Foto: Walikota Depok Mohammad Idris saat menghadiri festival perahu naga, di Situ Pedongkelan, Sabtu (25/11/2017).

Buffer Zone Di Depok Berkurang, Walikota Ajak Warga Kelola Situ

Posted on 109 views

DepokNews — Situ atau danau merupakan salah satu zona resapan air dan ruang terbuka hijau (RTH) di setiap daerah. Keberadaan situ juga menjadi penyelamat sebuah kawasan untuk terhindar dari banjir dan bencana alam lainnya.

Sayangnya, dalam kondisi aktual jumlah situ terus menyusut. Termasuk di Kota Depok. Saat ini jumlah situ yang bisa dijadikan sebagai buffer zone dan RTH berkurang drastis menjadi hanya 23 situ.

Awalnya, Kota Depok memiliki 34 Situ namun semakin lama semakin menyusut menjadi 23 situ yang tertinggal. Di sisi lain pengelolaan situ yang telantar juga bisa dianggap sebuah alternatif untuk diberdayakan sebagai pusat kegiatan bisnis pertanian dan gaya hidup.

Mengingat hal itu, Walikota Depok Mohammad Idris menginginkan kotanya bisa lebih hijau dengan menambah serta mengelola situ.

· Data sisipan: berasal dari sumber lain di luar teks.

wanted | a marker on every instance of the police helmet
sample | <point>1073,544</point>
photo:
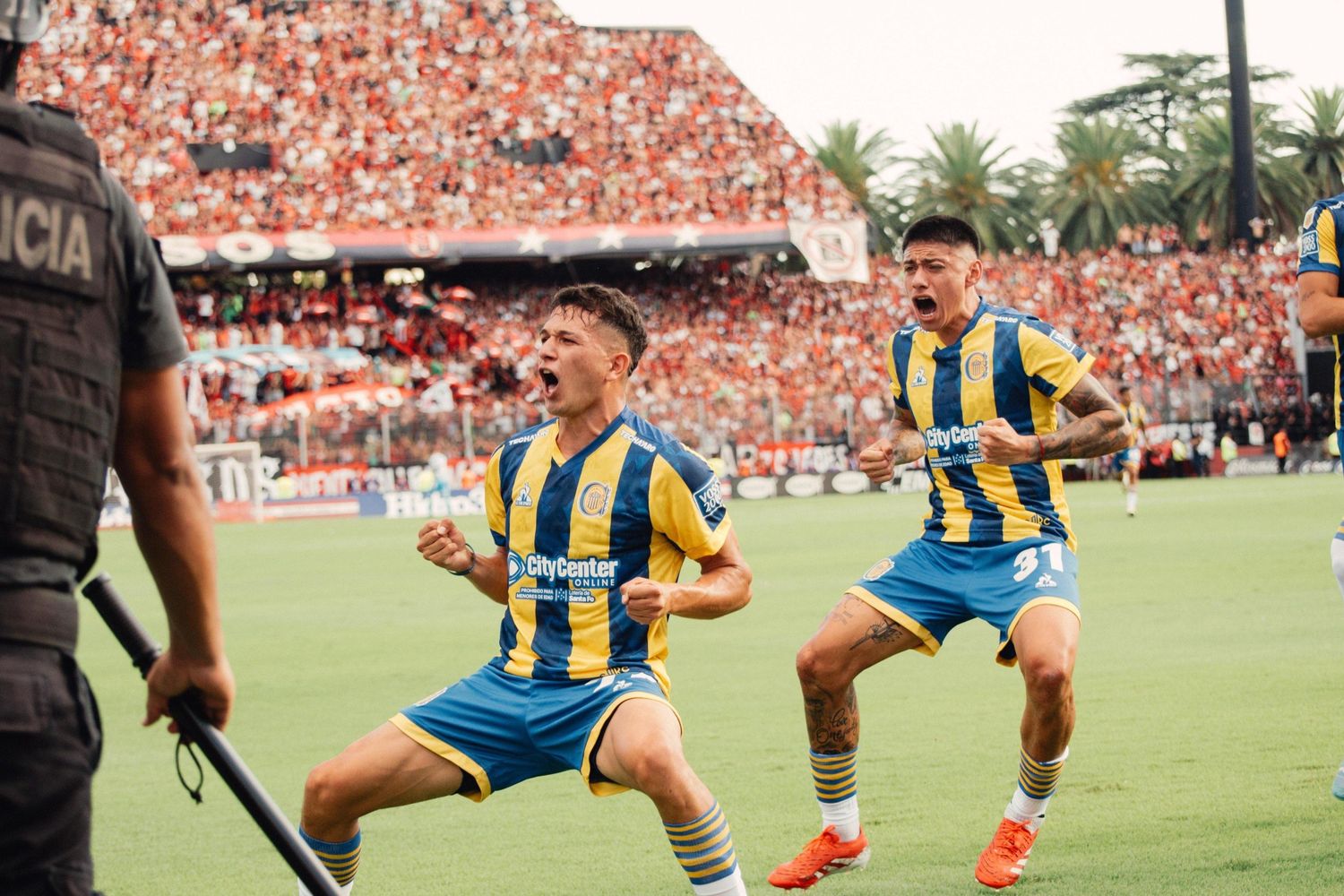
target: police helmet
<point>23,21</point>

Maka dari itu, dirinya mengimbau masyarakat, khususnya yang tinggal di dekat situ untuk membantu pemerintah dalam mengelola dan menjaga kebersihan situ.

“Pasalnya, situ ini bukan sekadar penyelamat dari kebanjiran saja. Melainkan situ ini bisa kita kelola menjadi tempat wisata,” ujarnya Sabtu (25/11/2017).

Ia menambahkan, bahwa saat ini pemerintah akan terus upayakan untuk mengelola situ-situ yang ada di Kota Depok. Alhamdulillah, lanjutnya, atas saran dari teman di dewan kami sudah MOU terhadap penanganan permasalahan Situ di Depok antara pemerintah, pengusaha, dan masyarakat.

“Ini mampu membantu pemkot untuk penanganan situ. Menurut data pada Tahun 2000 luasan situ pedongkelan 8,75 Hektar. Namun, saat diukur ulang, tahun 2006 mencapai 6,2 hektar. Hanya saja, sekarang belum ada data lagi, namun sepertinya terjadi penyusutan lagi,” jelasnya.

Di samping itu, dirinya menjelaskan bahwa Pemkot Depok telah mencoba untuk bekerja sama dengan kota perbatasan Depok. Namun, hal tersebut belum ada tanggapan yang jelas hingga kini.

“Pada tahun 2016 saya sempat ajukan permohonan hibah bantuan penanganan situ yg berbatasan dengan Jakarta. Tetapi belum ada tanggapan apa-apa hingga saat ini. Ya kami terus berharap, semoga mendapatkan hibah bantuan penanganan situ karena bagaimanapun situ menjadi tempat penampungan air dan mampu mencegah banjir,” tandasnya.